Bearing in mind that we are obliged to occasionally treat our vines, prolonged periods of dry weather obviously mean that we spray less, saving time, money and the environment. Every cloud has a silver lining, if you'll pardon the pun.
Wednesday, July 06, 2011
I very rarely eat grapes, probably because we making a living out of growing them. (I guess it's like the people who work in chocolate factories that eventually give up eating chocolate).
The other day, for some unknown reason, I bought a few grapes and popped them in the bottom of my fridge. When I tasted them later I remember thinking to myself that they were a bit acid - I left the remainder of the bunch on my kitchen counter. A little later I picked at a few more, but this time they tasted somewhat sweeter and generally more flavourful. One simple but important difference - they were warmer!
Of course this one of the fundamentals of wine tasting too - how your perception of wine is altered by the temperature at which you drink it.

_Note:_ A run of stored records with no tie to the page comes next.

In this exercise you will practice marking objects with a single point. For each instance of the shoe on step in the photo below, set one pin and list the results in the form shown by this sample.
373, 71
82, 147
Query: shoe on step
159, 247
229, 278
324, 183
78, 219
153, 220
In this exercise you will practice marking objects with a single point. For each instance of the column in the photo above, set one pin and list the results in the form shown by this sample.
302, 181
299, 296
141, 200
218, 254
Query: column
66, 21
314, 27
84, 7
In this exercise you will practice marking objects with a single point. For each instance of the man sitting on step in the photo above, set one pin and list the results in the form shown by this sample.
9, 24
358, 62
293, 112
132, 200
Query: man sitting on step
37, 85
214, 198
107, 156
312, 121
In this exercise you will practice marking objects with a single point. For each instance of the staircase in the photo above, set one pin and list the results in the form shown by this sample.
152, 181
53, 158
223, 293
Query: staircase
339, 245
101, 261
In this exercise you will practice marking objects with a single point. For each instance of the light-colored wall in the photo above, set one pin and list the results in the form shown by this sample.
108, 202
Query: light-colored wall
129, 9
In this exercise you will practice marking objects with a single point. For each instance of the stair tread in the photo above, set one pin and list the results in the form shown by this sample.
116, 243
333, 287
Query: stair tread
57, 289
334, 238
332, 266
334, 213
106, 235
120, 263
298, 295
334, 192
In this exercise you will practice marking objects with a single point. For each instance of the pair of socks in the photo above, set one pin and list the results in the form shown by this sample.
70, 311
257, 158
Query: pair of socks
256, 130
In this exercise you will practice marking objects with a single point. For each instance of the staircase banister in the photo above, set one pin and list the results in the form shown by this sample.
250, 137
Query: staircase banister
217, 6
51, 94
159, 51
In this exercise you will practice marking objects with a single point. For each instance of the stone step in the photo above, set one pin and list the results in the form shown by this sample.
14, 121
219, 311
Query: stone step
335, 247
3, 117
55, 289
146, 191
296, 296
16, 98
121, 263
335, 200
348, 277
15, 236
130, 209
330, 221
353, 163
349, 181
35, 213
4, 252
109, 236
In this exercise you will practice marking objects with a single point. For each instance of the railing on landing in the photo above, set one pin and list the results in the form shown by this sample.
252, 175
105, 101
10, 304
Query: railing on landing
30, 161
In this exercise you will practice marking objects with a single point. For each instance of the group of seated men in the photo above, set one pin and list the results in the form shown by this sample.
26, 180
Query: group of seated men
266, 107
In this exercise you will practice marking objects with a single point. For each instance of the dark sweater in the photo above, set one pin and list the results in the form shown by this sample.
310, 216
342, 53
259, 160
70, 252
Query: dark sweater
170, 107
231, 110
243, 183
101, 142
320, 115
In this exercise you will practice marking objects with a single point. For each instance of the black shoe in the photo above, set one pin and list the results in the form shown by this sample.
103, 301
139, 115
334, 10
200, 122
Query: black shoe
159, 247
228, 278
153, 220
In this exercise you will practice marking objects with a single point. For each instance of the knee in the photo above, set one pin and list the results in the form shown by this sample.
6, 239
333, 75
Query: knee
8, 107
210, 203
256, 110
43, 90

Obviously I'm not suggesting that you should drink your albariño warm (albeit that this is the best way to expose many potential faults), but conversely, if you drink it too cold, not only will it exaggerate the acidity, but will also help to mask the true character of your wine.
If you find yourself being offered a tooth-shatteringly cold white wine in a restaurant, then cup the bowl of the glass in your two hands, and gently swirl it around until the temperature recovers a little - then, and only then, should you taste and pass your judgement.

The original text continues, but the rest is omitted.